Dopamine Promotes Cognitive Effort by Biasing the Benefits Versus Costs of Cognitive Work

Abstract

Stimulants like methylphenidate are increasingly used for cognitive enhancement, but precise mechanisms are unknown. We found that methylphenidate boosts willingness to expend cognitive effort by altering the benefit-to-cost ratio of cognitive work. Willingness to expend effort was greater for participants with higher striatal dopamine synthesis capacity, while methylphenidate and sulpiride – a selective D2 receptor antagonist – increased cognitive motivation more for participants with lower synthesis capacity. A sequential sampling model informed by momentary gaze revealed that decisions to expend effort are related to amplification of benefit-versus-cost information attended early in the decision process, while the effect of benefits is strengthened with higher synthesis capacity and by methylphenidate. These findings demonstrate that methylphenidate boosts the perceived benefits-versus-costs of cognitive effort by modulating striatal dopamine signaling.

One Sentence Summary:

Striatal dopamine increases cognitive effort by respectively amplifying and attenuating the subjective benefits and costs of cognitive control.

Cognitive control is effortful, causing people to avoid demanding tasks (1) and to discount goals (2, 3). Striatal dopamine invigorates physical action by mediating cost-benefit tradeoffs (4). In cortico-striatal loops, dopamine has opponent effects on D1 and D2-expressing medium spiny neurons, which modulate sensitivity to the benefits versus the costs of actions (5). Given that similar mechanisms may govern cognitive action selection (6–8), we hypothesized that striatal dopamine could promote willingness to exert cognitive effort, enhancing attention, planning, and decision-making (8–11).

Converging evidence on cognitive motivation in Parkinson’s disease (12–15) provides an initial basis for this conjecture. Moreover, catecholamine-enhancing psychostimulants alter cognitive effort in rodents (10) and humans (16). This raises the question of whether so called smart drugs act by enhancing the willingness rather than the ability to exert cognitive control. Indeed, the dominant interpretation is that stimulants improve cognitive processing, via direct cortical effects, noradrenaline transmission (17, 18) and/or concomitant working memory improvements (19). We instead hypothesized that methylphenidate (a dopamine and noradrenaline reuptake blocker) boosts cognitive control by increasing striatal dopamine and, accordingly, sensitivity to the benefits-versus-costs of cognitive effort.

50 healthy, young adults (ages 18—43, 25 men) completed a cognitive effort discounting paradigm (2) quantifying the subjective effort costs as the amount of money required to make participants equally willing to perform a hard (N = 2, 3, 4) versus easier (N = 1, 2) level of the N-back working memory task. We defined the subjective value of an offer to complete a harder task (N = 2—4) as the amount offered for the task, minus subjective costs.

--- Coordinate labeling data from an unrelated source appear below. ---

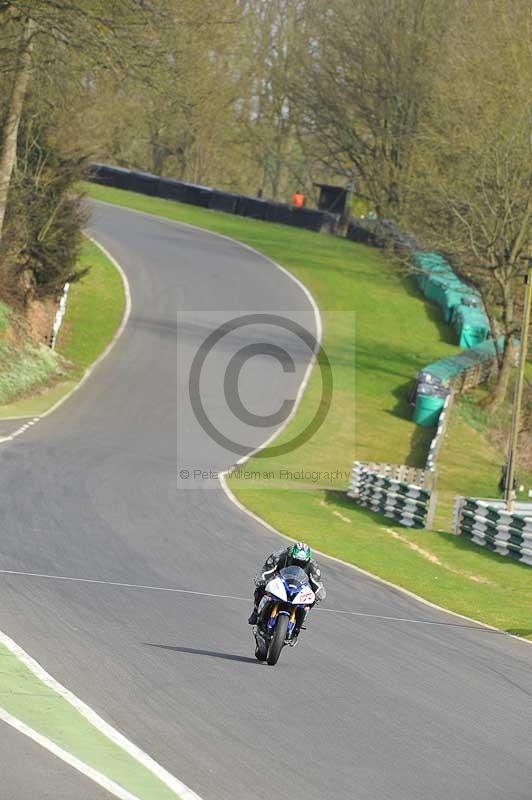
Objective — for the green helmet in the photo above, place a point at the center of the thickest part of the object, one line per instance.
(300, 552)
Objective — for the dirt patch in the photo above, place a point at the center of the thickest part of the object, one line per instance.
(40, 315)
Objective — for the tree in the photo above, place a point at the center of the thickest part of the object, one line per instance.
(98, 31)
(473, 183)
(368, 77)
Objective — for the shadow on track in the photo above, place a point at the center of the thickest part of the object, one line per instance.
(212, 653)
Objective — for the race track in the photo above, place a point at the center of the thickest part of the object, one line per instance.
(364, 708)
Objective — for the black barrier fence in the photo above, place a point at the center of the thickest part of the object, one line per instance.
(205, 197)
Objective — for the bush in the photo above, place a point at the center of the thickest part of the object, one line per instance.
(44, 220)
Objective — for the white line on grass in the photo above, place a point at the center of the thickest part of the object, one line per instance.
(107, 784)
(181, 790)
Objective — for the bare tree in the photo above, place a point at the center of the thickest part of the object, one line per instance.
(473, 182)
(368, 79)
(71, 26)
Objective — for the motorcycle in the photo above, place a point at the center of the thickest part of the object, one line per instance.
(284, 595)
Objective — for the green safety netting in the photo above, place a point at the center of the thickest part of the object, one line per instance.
(446, 368)
(460, 304)
(471, 325)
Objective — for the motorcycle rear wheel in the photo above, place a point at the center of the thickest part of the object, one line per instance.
(277, 641)
(261, 650)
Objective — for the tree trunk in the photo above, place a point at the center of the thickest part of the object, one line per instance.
(503, 378)
(14, 111)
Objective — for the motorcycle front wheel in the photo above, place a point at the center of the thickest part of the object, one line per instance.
(278, 639)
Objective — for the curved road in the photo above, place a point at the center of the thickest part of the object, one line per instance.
(363, 708)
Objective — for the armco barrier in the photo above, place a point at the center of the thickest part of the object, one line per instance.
(144, 182)
(402, 493)
(204, 196)
(223, 201)
(251, 207)
(169, 189)
(489, 524)
(406, 494)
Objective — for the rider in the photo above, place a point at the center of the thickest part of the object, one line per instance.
(298, 555)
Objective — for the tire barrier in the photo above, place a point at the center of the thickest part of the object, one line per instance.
(402, 493)
(489, 524)
(203, 196)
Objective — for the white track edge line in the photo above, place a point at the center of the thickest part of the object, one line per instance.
(106, 783)
(174, 590)
(182, 791)
(118, 333)
(222, 476)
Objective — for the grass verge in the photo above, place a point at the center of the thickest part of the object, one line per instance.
(395, 333)
(94, 310)
(24, 696)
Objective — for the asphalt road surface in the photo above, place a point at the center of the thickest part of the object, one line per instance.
(363, 708)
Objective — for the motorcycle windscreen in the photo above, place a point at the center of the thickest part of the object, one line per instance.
(294, 577)
(276, 588)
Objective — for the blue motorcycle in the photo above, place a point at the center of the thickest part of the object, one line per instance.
(286, 594)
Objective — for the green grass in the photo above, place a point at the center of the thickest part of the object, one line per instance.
(24, 696)
(395, 333)
(94, 310)
(25, 368)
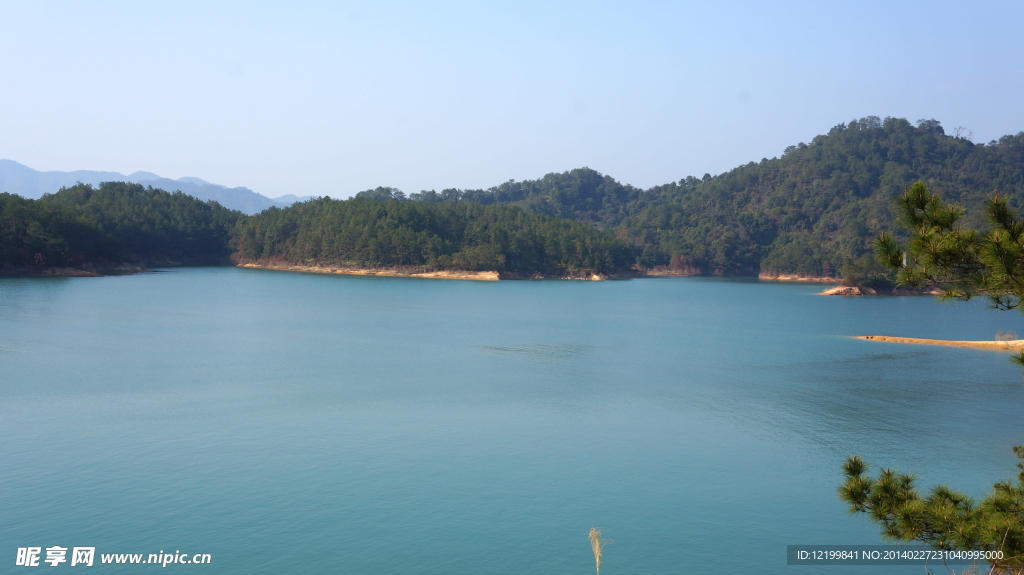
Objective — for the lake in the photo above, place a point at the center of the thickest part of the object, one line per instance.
(288, 423)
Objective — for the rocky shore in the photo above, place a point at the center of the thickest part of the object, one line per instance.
(415, 272)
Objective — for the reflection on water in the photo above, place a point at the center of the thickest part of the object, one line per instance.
(304, 424)
(543, 352)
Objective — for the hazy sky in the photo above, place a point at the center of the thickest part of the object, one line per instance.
(334, 97)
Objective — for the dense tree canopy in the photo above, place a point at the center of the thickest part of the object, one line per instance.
(813, 211)
(945, 519)
(115, 223)
(436, 235)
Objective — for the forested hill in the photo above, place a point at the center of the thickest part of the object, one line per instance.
(368, 232)
(813, 210)
(86, 227)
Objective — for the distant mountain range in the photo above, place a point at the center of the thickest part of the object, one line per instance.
(19, 179)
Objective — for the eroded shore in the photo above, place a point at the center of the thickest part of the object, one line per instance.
(1011, 345)
(412, 272)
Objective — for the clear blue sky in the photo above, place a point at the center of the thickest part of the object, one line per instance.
(333, 97)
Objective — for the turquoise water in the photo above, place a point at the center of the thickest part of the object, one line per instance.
(303, 424)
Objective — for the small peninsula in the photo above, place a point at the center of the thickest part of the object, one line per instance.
(1011, 345)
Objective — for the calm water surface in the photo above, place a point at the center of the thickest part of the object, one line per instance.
(303, 424)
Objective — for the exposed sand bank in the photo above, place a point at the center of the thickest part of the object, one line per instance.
(414, 272)
(1012, 345)
(477, 275)
(796, 277)
(853, 291)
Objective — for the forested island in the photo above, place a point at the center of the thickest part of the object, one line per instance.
(813, 212)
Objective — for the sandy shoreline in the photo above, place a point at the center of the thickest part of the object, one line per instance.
(476, 275)
(1013, 345)
(794, 277)
(398, 272)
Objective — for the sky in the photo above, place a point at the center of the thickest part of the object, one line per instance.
(330, 98)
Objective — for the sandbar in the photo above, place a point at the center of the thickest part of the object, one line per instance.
(1012, 345)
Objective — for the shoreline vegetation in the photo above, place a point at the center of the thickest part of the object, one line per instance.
(809, 215)
(1010, 345)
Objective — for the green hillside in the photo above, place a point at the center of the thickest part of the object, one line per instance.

Subjective values decreased with N-back load, indicating rising subjective costs (Fig. 1A). Critically, greater willingness to expend cognitive effort corelated with higher dopamine synthesis capacity (measured using [¹⁸F]DOPA PET) in the caudate nucleus (independently defined (20); Fig. 1A—C, Fig. S1). A mixed-effects model confirmed that on placebo, subjective values increased with larger offer amounts (€4 versus €2 offers; $\beta =0.022$, $P = 0.011$), smaller relative load ($\beta =-0.15$, $P = 8.9\times {10}^{-15}$), and higher dopamine synthesis capacity ($\beta =0.064$, $P = 0.022$). These individual difference effects were selective to the caudate nucleus (Fig. S1—S2), consistent with human imaging studies on cognitive motivation (7, 21, 22). Although N-back performance decreased with load, dopamine effects on discounting could not be attributed to performance changes (Supplemental Results). Moreover, there were no drug effects on performance because drugs were administered after N-back.

Fig. 1.

Participants discounted offers as a function of cognitive load, dopamine synthesis capacity (DA), and drug. A. Offers were discounted more for high- versus low-load levels, and more by participants with below- versus above-median dopamine synthesis capacity. Circles show individual’s indifference points. Filled circles show group mean +/− SEM. B. Caudate nucleus mask. Crosshairs at MNI [−14, 10, 16]. C. Participant-averaged subjective values correlated with synthesis capacity on placebo (Spearman $r=0.32$, $P=0.029$). D. Methylphenidate ($t_{paired}\left(22\right) = 2.29$, $P = 0.032$) and sulpiride ($t_{paired}\left(22\right) = 2.36$, $P=0.028$) increased subjective values for participants with low, but not high synthesis capacity ($P\ge 0.021$ for both). Error bars are within-subject SEM.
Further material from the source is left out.